Absence de charges contre l’institution. En revanche, le parquet n’a pas requis de renvoi en correctionnelle pour l’ex-université Paris-Descartes elle-même, estimant que les éléments recueillis ne permettaient pas d’engager la responsabilité pénale de la personne morale. Cette décision a suscité des réactions contrastées, certains associations de familles de défunts dénonçant une « impunité » de l’ancienne direction.

Un scandale aux proportions inédites. L’affaire avait éclaté après la découverte, en 2021, de centaines de corps entreposés dans des conditions indignes dans les sous‑sols et les locaux de l’ex-université, alors située rue des Saints-Pères à Paris. Les enquêteurs avaient mis au jour un système où des corps destinés à la recherche médicale étaient revendus à des fins commerciales, ou conservés au‑delà des délais légaux sans information des familles. Le site avait été qualifié de « charnier » par les premiers témoins.

Trois profils distincts. Les mis en cause sont un ancien responsable du service des dons de corps, un intermédiaire privé et un agent funéraire. Ils devront répondre, devant le tribunal correctionnel, de chefs de violation de sépulture, escroquerie et complicité de ces délits. La date du procès n’est pas encore fixée.
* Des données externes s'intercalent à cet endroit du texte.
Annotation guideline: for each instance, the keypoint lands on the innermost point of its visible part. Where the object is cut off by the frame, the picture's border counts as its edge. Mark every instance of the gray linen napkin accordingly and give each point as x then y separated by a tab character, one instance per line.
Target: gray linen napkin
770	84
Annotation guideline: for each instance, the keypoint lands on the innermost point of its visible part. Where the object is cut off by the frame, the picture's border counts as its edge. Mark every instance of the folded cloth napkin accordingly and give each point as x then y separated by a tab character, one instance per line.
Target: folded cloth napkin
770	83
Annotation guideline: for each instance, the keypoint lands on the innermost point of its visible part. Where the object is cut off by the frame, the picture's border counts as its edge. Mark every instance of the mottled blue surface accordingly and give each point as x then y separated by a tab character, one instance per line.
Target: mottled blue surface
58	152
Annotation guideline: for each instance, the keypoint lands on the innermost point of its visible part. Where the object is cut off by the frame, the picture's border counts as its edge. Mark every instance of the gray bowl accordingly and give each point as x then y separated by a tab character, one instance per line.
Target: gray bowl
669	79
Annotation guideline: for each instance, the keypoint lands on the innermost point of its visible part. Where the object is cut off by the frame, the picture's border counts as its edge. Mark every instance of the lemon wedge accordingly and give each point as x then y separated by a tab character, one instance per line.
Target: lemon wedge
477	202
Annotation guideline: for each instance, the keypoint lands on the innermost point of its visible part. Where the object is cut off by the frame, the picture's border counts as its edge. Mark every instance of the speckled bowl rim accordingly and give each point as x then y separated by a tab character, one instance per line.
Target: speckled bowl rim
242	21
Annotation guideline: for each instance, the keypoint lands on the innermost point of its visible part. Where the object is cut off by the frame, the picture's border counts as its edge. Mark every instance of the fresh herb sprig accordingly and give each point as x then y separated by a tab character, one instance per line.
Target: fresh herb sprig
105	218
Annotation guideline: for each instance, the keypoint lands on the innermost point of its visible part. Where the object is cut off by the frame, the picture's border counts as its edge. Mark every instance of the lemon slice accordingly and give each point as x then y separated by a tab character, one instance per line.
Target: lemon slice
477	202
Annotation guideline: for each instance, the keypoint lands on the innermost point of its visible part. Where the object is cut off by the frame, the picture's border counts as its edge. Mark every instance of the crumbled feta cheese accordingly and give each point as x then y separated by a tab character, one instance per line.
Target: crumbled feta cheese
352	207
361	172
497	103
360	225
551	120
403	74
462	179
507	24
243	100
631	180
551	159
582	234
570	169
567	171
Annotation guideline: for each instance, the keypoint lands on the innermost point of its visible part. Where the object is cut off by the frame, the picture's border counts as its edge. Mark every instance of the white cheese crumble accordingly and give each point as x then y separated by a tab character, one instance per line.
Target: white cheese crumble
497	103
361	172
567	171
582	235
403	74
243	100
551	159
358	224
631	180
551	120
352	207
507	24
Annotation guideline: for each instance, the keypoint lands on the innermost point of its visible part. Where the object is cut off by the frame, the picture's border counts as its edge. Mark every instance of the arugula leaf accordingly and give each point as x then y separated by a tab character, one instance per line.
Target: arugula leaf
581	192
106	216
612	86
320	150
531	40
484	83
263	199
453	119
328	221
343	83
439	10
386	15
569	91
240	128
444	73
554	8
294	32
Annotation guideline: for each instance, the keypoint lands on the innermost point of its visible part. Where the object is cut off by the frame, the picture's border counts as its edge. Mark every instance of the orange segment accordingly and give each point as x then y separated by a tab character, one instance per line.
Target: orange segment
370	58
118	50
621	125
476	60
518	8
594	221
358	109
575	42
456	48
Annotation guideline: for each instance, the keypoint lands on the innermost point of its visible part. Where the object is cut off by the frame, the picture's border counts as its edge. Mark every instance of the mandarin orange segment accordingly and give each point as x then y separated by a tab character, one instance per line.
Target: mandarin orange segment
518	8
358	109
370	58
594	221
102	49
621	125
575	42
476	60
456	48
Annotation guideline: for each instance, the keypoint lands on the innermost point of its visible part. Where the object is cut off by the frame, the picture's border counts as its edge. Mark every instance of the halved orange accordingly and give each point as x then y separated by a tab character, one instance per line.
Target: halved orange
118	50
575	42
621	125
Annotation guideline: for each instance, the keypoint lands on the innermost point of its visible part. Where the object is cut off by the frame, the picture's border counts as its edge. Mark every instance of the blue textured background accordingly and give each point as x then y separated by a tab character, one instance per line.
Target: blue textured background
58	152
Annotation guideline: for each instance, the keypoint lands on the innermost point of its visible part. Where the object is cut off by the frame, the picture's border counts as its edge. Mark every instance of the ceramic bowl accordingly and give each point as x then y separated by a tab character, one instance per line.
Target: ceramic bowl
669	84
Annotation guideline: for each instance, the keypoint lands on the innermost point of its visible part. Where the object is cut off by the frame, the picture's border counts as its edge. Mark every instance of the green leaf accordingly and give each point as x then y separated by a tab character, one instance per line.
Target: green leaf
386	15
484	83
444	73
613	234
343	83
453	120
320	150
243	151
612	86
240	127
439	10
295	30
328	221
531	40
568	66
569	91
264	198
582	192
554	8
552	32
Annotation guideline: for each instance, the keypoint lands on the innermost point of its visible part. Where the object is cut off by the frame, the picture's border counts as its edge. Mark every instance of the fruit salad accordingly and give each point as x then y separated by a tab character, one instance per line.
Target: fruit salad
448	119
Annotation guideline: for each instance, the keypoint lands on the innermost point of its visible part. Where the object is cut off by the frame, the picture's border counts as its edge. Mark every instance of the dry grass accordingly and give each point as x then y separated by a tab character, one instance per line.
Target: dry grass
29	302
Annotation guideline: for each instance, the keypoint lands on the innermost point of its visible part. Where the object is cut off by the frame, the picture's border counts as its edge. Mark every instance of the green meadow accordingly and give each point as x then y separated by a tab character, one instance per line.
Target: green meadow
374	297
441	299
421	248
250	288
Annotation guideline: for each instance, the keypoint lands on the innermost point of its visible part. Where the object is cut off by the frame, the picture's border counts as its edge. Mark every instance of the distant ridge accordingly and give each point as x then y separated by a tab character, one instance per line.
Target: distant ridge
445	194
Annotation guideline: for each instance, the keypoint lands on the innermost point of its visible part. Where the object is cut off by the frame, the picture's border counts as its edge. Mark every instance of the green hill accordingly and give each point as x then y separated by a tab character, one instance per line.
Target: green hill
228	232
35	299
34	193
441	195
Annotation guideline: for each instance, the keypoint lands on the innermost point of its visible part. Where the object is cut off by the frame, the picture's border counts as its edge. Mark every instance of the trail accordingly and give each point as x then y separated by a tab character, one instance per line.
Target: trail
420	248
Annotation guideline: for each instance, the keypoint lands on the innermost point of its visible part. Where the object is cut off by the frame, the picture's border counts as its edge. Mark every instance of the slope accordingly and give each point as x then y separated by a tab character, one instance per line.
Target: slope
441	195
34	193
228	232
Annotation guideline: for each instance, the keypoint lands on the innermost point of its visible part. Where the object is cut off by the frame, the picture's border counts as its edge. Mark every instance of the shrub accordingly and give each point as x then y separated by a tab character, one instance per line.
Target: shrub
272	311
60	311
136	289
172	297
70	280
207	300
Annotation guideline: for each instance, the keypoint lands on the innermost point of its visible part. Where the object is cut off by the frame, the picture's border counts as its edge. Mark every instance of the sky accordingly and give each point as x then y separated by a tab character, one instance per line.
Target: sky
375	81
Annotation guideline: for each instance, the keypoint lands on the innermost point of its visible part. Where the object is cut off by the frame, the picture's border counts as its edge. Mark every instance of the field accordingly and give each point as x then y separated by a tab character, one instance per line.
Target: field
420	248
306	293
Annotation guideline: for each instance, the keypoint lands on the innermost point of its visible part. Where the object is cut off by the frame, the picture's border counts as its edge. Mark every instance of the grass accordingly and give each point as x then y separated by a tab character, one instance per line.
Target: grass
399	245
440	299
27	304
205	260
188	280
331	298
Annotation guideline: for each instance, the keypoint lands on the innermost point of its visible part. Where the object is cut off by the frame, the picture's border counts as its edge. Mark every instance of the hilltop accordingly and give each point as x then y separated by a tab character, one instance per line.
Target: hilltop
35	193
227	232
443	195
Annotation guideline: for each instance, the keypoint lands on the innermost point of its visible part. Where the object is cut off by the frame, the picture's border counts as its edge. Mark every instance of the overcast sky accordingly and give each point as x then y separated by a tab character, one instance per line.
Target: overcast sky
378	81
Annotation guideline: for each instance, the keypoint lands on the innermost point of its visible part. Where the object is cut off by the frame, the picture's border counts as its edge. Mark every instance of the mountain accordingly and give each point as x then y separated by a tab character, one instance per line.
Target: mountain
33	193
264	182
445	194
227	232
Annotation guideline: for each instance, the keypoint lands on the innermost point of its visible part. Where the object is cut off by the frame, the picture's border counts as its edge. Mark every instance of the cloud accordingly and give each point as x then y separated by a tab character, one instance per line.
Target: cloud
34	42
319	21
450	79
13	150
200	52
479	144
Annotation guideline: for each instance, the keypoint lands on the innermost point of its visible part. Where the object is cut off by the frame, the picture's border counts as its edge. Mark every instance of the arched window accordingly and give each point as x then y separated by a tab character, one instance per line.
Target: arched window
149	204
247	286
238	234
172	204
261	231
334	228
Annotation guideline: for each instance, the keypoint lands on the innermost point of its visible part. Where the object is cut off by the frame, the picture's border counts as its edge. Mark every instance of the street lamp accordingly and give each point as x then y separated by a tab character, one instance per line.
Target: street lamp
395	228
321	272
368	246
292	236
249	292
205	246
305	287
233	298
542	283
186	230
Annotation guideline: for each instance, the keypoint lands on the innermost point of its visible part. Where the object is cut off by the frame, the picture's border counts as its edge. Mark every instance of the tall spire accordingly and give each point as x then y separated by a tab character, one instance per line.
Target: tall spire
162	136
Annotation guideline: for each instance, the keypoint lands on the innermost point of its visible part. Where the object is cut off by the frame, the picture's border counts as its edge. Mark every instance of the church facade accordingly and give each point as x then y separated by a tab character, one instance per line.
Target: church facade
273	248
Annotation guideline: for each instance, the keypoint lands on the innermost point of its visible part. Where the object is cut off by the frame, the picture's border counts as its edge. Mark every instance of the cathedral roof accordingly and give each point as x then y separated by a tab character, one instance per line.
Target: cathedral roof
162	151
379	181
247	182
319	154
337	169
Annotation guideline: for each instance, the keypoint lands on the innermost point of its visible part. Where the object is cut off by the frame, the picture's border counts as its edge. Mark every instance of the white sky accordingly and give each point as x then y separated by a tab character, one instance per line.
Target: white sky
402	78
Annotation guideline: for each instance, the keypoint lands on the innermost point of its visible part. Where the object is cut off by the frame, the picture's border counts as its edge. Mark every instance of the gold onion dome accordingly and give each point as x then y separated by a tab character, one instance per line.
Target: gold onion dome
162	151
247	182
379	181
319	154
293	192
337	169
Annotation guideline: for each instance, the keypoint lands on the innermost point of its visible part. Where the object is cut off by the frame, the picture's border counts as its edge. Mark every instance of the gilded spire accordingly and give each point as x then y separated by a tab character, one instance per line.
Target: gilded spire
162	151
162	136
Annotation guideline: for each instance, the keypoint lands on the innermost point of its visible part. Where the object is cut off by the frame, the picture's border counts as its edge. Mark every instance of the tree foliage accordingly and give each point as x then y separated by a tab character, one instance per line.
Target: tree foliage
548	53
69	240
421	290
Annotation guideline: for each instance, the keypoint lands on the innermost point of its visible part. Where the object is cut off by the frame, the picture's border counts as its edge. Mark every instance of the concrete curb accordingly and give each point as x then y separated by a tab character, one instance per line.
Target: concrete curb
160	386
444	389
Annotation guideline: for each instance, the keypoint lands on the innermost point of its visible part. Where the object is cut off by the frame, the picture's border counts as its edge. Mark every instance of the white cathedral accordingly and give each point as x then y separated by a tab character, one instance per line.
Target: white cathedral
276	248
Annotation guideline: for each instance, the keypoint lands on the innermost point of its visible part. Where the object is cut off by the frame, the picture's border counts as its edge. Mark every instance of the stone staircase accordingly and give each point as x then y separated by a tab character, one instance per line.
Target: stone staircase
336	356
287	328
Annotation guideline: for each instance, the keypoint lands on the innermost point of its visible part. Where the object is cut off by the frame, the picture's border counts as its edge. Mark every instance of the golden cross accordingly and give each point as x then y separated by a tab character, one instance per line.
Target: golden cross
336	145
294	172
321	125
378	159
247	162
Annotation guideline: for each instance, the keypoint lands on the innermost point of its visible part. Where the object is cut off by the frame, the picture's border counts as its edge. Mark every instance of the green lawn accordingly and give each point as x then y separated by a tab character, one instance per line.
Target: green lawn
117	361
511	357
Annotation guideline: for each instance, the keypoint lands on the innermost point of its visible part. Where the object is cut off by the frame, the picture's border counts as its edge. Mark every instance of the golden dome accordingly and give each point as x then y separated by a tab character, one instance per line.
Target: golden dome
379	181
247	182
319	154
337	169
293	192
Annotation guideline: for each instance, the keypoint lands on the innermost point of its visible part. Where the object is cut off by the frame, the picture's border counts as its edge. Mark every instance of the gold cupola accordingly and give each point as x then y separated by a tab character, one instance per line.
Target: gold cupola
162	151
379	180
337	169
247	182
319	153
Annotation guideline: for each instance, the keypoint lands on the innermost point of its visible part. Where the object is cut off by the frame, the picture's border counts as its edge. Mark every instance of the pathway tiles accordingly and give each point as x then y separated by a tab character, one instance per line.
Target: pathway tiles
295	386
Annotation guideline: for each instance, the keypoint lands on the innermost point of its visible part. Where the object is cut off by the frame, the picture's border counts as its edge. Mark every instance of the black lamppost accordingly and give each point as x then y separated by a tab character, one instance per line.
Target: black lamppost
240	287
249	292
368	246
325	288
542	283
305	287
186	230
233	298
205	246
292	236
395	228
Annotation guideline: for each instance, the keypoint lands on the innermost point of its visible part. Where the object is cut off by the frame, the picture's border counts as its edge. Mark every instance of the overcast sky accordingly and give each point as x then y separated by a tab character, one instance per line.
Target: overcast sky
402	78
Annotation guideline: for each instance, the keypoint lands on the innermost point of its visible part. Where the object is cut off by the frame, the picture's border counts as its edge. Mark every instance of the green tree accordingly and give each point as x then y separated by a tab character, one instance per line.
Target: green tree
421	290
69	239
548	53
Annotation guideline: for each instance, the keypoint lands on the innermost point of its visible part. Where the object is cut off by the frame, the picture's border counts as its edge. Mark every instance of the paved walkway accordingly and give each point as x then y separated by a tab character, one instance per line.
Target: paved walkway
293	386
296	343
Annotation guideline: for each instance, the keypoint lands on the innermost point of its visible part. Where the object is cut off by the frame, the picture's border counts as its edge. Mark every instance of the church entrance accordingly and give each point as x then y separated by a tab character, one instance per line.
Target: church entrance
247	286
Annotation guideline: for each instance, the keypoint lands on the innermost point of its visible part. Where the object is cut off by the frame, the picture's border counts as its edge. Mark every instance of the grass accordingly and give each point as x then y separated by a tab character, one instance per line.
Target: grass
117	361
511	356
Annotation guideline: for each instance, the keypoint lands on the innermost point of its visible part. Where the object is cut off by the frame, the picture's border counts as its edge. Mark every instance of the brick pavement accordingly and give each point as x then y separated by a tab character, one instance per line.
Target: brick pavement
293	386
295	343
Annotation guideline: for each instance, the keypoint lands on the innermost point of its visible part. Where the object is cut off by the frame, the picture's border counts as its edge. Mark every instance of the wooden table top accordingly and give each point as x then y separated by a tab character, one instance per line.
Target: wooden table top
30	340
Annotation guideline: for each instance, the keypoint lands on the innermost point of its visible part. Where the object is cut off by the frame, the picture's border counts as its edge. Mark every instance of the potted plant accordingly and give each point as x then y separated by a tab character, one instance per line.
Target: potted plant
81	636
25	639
Réactions et suites. Plusieurs familles de donateurs se sont constituées parties civiles. Le parquet a précisé que l’enquête se poursuit pour déterminer d’éventuelles complicités ou bénéficiaires occultes. De leur côté, les avocats des prévenus contestent les charges et plaident une absence d’intention frauduleuse.

Contexte. L’université Paris-Descartes a fusionné en 2019 avec l’université Paris-V pour former l’actuelle université Paris-Cité. Depuis la révélation de l’affaire, l’établissement a profondément réformé son dispositif de contrôle des dons de corps et mis en place un suivi éthique renforcé.